These ecstatically engineered cyborg installations are psychedelic mixtures of the ancient and futuristic, steeped in cosmic mythology. I was reminded by Chroma V of the classical sculpture Laocoön, from the Vatican, in which the Trojan priest and his sons battle a terrible writhing serpent. Now Laocoön and his sons are here among Kim’s swollen suns.
Yunchul Kim, Argos - the Swollen Suns. Korean Pavilion, 2022.
Courtesy of the artist. Photo by Roman März
His installation Argos – The Swollen Suns takes the first part of its name from the hundred-eyed giant of Greek antiquity. Dangling from curling matte-black metal arms are electronic blooms, like bundles of light bananas, which play an irregular composition of flashing lights and soft hums. It’s an intergalactic Christmas tree hung with 246 Geiger-Müller tubes that detect cosmic rays colliding with the Earth’s atmosphere. Processes beyond our perception are turned into a light show, a concert performance conducted by the dance of the spheres.
Yunchul Kim, La Poussière de Soleils. Korean Pavilion, 2022.
Courtesy of the artist.

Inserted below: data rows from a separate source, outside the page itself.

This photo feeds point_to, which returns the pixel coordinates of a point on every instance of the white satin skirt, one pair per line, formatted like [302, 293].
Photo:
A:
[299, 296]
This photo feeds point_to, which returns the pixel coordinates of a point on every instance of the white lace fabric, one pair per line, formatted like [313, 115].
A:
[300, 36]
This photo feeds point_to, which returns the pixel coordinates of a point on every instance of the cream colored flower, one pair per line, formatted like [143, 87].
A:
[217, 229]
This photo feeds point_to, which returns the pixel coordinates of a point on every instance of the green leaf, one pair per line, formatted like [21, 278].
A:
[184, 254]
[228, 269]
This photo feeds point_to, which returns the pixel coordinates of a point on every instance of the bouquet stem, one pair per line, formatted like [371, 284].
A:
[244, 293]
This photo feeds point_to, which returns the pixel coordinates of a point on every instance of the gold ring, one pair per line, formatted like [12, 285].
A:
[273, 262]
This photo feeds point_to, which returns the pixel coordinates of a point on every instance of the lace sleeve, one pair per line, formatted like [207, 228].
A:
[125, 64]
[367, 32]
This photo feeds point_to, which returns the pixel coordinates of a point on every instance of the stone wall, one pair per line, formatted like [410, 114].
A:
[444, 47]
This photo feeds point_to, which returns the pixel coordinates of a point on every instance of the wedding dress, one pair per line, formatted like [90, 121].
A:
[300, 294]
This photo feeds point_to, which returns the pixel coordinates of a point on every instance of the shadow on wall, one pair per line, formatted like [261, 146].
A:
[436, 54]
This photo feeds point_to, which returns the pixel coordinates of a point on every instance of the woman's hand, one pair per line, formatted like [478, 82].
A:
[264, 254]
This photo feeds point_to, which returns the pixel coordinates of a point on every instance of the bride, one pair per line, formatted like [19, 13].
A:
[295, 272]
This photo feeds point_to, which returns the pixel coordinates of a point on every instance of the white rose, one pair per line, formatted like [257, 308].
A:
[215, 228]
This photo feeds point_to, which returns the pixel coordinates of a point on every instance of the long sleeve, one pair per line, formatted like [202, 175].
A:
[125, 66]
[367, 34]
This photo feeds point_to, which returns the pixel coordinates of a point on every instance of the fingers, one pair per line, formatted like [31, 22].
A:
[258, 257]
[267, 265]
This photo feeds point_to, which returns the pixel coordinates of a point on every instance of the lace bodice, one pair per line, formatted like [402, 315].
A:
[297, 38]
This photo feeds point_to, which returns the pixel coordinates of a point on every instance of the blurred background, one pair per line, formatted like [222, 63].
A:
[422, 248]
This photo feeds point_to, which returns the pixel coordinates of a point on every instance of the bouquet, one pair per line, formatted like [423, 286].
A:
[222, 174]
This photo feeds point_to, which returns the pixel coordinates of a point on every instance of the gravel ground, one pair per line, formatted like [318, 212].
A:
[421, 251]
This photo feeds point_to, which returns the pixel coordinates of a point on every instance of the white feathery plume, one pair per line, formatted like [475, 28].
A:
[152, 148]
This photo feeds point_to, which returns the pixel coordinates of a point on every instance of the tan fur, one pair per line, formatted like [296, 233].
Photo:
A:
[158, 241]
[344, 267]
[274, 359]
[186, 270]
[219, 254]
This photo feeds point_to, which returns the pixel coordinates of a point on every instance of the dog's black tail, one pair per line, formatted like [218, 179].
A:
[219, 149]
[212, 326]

Photo by Roman März
In the semicircular conservatory is a tall standing sculpture. It’s called La Poussière de Soleils, the Dust of Suns. On its back are tubes full of murky amber fluid; sunlight that has yet to be illuminated, still yet to set fire. Its façade comprises three hexagonal panels filled with a magical alchemical solution of la poussière de soleils, of the artist’s own invention. Each appears filled with thick golden sunshine. The bubbles blown through them leave trails of light even brighter and more golden; like trails of light torn through the heavens, like pools of shooting stars.
In the shadow of La Poussière de Soleils stands a smaller piece, Flare. A sealed glass vessel containing two liquids coated in hydrophilic (which is to say, having a special affinity for water) materials, which are stirred around one another into a vortex, like a gathering storm. They do not mix at all. At the bottom the heavy iridescent gloop gleams like metal. It turns like wet flames in a fire. Everything here seems unreal. This whole exhibition could be a map of the universes.
On the wooden floor between the sculpture’s legs is a blurry revolving prismatic shimmering pattern: the pavilion lights refracted through the Flare, spinning slowly around, glowing delicately, soft around the edges. It’s the faintest, most beautiful sun of all.